Ephraim seufzt und ich muss meine gesamte Selbstbeherrschung aufbringen, um nicht zu ihm zu sehen, sondern die Augen auf der Straße zu behalten. Ich spüre noch immer dieselbe Panik in mir, wie beim letzten Mal, als ich hinter dem Steuer gesessen bin, aber mittlerweile kann ich wenigstens wieder richtig atmen und ich denke, dass es gut ist, dass Ephraim bei diesem Neustart bei mir ist. Dann kann ich mich auf etwas anderes konzentrieren als auf meine schwitzigen Finger oder die Erinnerungen, die in den hinteren Winkeln meines Gedächtnisses auf mich warten. „Meine Schwester", beginnt er nach einer Weile schließlich, den Blick auf die Landschaft um uns herum gerichtet. „Sie hat das Down-Syndrom." Überrascht sehe ich ihn an. „Ja?" Ephraim nickt und ein müder Ausdruck legt sich auf sein Gesicht. „Ja. Manchmal ist es deshalb schwierig, mit ihr zu reden." Stille breitet sich zwischen uns aus und ich lasse ihm genug Zeit, seine nächsten Worte zu wählen. Ich bin mir ohnehin nicht sicher, was ich darauf sagen sollte. „Aber sie...sie hat auch noch ein paar andere gesundheitliche Probleme, und deshalb ist sie relativ oft im Krankenhaus. Sie ist vielleicht nur drei Jahre jünger als wir, aber sie verhält sich meistens wie ein Kind. Und sie ist der Überzeugung, dass der Sohn unserer Nachbaren sie liebt, also wird sie dir damit wohl ständig in den Ohren hängen." Ephraim rollt mit den Augen, aber er kann das sanfte und liebevolle Lächeln nicht verstecken, wenn er über seine Schwester spricht.
„Ist es schwierig für dich, dass du das Semester über nicht zu Hause bist, sondern in der Wellington Academy?" Das universitäre Internat ist zwar nur eine dreistündige Autofahrt von ihm zuhause entfernt, aber das bedeutet dennoch, dass er seine Familie vermutlich nicht allzu oft besuchen kann. „Ja." Ich warte darauf, dass er noch mehr sagt, aber er hat nur seine Hände zu Fäusten geballt, vollkommen in seiner eigenen Welt verloren. „Okay, also hat deine Schwester gesundheitliche Probleme und eine Chromosomenstörung. Gibt es irgendetwas, was ich auf gar keinen Fall tun darf, wenn ich möchte, dass sie mich mag?" Ephraims Augen finden meine, und da ist so viel Hitze in seinem Blick, dass ich kaum mehr atmen kann. „Du darfst dich nicht verstellen, denn du bist absolut liebenswert, Helena." Und für einen Moment glaube ich, dass ich sterbe.
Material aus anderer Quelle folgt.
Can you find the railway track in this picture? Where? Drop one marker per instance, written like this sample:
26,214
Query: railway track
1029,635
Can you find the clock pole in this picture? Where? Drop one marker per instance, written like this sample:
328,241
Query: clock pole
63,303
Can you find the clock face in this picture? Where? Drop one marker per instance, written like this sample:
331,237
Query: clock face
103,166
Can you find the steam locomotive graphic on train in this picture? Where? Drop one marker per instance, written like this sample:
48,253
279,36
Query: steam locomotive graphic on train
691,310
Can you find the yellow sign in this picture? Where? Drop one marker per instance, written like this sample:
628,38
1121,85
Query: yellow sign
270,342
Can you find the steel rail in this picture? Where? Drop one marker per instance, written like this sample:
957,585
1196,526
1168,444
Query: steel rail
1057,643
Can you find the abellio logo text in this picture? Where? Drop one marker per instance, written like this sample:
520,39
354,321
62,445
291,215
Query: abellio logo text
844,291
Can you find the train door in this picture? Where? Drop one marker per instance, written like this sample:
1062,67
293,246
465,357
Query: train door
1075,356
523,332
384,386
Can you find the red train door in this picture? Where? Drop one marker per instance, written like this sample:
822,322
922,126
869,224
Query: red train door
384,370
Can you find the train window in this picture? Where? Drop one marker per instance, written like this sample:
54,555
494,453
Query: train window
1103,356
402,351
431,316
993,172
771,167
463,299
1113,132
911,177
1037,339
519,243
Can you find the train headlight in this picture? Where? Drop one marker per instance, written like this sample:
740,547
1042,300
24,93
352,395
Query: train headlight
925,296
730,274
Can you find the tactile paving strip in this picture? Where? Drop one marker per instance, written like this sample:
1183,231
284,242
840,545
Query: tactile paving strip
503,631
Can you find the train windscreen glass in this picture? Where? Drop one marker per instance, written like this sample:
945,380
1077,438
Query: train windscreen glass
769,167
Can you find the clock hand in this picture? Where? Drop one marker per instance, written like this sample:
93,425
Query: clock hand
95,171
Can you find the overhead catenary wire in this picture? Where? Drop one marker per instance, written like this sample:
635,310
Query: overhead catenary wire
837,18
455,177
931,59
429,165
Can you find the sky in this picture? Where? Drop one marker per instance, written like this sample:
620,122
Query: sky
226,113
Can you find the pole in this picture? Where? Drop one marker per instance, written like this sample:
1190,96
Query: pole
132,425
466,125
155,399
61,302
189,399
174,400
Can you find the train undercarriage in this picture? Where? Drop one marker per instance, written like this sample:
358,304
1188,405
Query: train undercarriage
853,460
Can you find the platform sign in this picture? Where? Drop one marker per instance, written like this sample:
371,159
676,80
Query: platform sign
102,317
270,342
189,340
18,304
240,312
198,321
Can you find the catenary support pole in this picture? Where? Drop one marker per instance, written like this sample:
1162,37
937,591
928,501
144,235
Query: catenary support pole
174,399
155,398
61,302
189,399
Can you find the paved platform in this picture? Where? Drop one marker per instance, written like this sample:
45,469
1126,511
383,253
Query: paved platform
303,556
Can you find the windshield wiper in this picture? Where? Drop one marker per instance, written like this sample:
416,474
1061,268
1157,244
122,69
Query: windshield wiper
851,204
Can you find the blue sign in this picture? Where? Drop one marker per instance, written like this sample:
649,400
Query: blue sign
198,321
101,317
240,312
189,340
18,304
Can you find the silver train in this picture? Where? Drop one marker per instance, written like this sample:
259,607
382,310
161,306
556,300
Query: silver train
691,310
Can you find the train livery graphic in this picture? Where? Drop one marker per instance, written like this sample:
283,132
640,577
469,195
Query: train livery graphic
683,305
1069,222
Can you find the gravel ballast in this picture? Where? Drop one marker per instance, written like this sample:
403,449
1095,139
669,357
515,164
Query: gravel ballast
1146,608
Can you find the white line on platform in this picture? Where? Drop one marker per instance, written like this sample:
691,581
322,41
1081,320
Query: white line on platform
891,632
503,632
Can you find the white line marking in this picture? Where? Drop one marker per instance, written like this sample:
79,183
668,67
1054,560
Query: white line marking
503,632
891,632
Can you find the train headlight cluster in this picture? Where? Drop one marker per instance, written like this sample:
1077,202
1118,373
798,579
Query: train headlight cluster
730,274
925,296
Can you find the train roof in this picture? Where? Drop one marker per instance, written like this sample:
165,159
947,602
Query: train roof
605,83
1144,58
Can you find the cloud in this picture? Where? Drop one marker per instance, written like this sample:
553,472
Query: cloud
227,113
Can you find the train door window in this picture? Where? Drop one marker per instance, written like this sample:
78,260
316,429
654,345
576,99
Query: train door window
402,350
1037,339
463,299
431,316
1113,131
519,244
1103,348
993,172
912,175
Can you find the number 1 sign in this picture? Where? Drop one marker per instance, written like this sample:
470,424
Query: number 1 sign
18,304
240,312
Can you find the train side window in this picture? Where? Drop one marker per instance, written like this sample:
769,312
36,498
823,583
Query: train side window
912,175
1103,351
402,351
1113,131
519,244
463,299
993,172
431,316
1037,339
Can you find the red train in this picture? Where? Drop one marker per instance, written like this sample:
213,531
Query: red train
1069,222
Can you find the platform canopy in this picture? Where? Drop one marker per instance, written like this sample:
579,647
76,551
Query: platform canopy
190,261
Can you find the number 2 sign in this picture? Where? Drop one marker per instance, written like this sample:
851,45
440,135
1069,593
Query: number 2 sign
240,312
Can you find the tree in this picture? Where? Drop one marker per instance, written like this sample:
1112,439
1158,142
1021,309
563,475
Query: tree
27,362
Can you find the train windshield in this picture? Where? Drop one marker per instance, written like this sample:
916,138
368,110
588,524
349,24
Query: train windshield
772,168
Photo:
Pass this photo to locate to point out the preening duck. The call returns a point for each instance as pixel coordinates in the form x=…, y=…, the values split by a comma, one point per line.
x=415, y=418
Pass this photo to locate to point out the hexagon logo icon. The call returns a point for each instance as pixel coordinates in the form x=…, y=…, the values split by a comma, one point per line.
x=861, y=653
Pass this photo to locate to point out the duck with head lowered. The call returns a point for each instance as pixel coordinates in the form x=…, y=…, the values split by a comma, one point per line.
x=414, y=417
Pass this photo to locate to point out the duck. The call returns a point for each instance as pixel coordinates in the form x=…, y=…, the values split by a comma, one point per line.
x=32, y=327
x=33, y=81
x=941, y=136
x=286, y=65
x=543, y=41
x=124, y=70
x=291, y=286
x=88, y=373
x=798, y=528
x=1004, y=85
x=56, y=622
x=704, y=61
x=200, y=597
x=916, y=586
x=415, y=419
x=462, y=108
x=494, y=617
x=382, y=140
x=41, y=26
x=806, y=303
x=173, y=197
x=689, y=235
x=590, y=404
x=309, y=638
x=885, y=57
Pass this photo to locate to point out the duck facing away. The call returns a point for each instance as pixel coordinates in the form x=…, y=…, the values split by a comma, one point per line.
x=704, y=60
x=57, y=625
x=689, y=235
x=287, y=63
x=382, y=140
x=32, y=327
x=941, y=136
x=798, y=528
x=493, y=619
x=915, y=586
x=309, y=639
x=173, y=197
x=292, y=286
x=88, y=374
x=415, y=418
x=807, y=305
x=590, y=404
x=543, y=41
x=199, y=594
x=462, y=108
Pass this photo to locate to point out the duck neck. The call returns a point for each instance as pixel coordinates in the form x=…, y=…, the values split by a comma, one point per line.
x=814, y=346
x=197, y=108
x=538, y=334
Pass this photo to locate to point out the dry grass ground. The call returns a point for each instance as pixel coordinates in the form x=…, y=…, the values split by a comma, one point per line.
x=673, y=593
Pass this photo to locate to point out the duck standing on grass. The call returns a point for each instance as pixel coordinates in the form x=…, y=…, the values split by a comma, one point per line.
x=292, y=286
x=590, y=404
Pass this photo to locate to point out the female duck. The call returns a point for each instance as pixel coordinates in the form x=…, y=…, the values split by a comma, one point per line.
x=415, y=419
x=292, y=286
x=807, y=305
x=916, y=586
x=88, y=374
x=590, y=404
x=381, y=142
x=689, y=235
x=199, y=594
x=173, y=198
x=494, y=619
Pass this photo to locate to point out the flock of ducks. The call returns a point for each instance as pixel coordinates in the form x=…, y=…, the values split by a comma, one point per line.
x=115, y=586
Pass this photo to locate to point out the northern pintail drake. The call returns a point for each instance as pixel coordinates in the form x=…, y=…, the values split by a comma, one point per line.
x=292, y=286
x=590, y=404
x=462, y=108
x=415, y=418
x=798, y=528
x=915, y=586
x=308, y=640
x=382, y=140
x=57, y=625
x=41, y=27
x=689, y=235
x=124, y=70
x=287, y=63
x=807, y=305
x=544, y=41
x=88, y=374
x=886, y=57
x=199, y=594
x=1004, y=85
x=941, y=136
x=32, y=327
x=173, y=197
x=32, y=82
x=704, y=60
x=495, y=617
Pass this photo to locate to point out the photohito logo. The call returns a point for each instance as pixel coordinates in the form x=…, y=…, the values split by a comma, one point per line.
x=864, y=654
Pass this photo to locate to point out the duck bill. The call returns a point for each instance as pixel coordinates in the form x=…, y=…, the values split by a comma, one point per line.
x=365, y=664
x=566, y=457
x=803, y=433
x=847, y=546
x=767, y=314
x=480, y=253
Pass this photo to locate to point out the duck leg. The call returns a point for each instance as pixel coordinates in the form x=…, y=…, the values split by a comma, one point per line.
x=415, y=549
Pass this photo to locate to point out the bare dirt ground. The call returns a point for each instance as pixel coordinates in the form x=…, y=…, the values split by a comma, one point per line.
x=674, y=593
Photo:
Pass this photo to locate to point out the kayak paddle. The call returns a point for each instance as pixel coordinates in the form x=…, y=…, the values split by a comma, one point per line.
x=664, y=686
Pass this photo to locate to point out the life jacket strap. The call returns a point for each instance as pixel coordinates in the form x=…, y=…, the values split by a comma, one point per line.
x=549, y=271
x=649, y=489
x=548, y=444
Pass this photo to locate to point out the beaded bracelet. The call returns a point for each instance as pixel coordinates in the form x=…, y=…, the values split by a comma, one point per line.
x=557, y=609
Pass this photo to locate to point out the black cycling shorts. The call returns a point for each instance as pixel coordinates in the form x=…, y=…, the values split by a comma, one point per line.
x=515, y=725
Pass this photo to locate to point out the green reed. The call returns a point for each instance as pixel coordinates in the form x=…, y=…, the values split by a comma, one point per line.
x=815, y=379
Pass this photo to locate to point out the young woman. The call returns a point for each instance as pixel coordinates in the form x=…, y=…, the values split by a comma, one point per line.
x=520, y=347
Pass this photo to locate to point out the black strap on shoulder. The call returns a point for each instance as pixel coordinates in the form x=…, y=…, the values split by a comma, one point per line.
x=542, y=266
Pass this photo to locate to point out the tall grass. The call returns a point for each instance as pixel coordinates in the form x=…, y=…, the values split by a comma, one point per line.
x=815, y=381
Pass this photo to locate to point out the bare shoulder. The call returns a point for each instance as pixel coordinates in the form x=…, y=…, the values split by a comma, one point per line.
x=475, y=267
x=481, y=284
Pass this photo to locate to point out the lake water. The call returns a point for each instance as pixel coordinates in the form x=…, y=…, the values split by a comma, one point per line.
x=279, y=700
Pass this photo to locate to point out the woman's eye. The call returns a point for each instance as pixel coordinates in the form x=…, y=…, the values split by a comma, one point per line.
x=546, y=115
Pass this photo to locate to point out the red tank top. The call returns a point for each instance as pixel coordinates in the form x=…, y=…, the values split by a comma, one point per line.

Denn von allen Beleidigungen, welche ich jemals aus seinem Mund gehört habe, hat mir keine den Atem so sehr geraubt wie dieser wunderschöne Satz. Ich denke nicht, dass mein Herz jemals so schnell geschlagen hat. Meine Hände umklammern das Lenkrad fester, während sich der Gummi in meine Finger gräbt. „Mom und Dad werden sich freuen, endlich mal jemanden von der Wellington Academy kennenzulernen. Aber vielleicht solltest du dich vor meinen Eltern ein wenig in Acht nehmen, weil sie dich wahrscheinlich umschwärmen werden und du das Haus danach nie wieder verlassen kannst, weil sie dich nicht wieder aus den Augen lassen würden."
Ephraims Stimme klingt warm, aber dennoch ein wenig irritiert. Am liebsten würde ich ihm sagen, dass mich das nicht stört. Ich hätte nichts dagegen, wenn sich jemand tatsächlich einmal für mich und das, was ich tue, interessiert. Es wäre schön, wenn ich in einem zuhause nicht ignoriert werden würde. „Ich denke nicht, dass sie das tun werden, denn sie werden vermutlich zu beschäftigt damit sein, dich zu umschwärmen, Thornbury. Wie lange warst du nicht mehr zuhause?" Sein sanftes Lachen lässt die Schmetterlinge in meinem Bauch schweben. „Eine Weile, wenn ich ehrlich bin. In letzter Zeit hatte ich immer etwas um die Ohren." Sein Seufzer ist schwer und ich frage mich, was dahintersteckt, aber Ephraim spricht schon weiter, ehe ich die Gelegenheit kriege, ihn danach zu fragen. „Aber Dad sehe ich öfter, weil er in der Stadt bei uns arbeitet. Naja, zumindest, wenn er dort gebraucht wird. Das Unternehmen, in welchem er arbeitet, hat mehrere Standorte und in letzter Zeit ist er näher bei mir." „Freut dich das nicht?", will ich wissen. Von dem, was ich bisher gehört habe, liebt er seine Familie sehr. Das müsste schon ausschlaggebend genug sein, dass er unendlich erleichtert ist, dass er seinen Vater öfter sehen kann. „In manchen Hinsichten, ja, in anderen eher nicht."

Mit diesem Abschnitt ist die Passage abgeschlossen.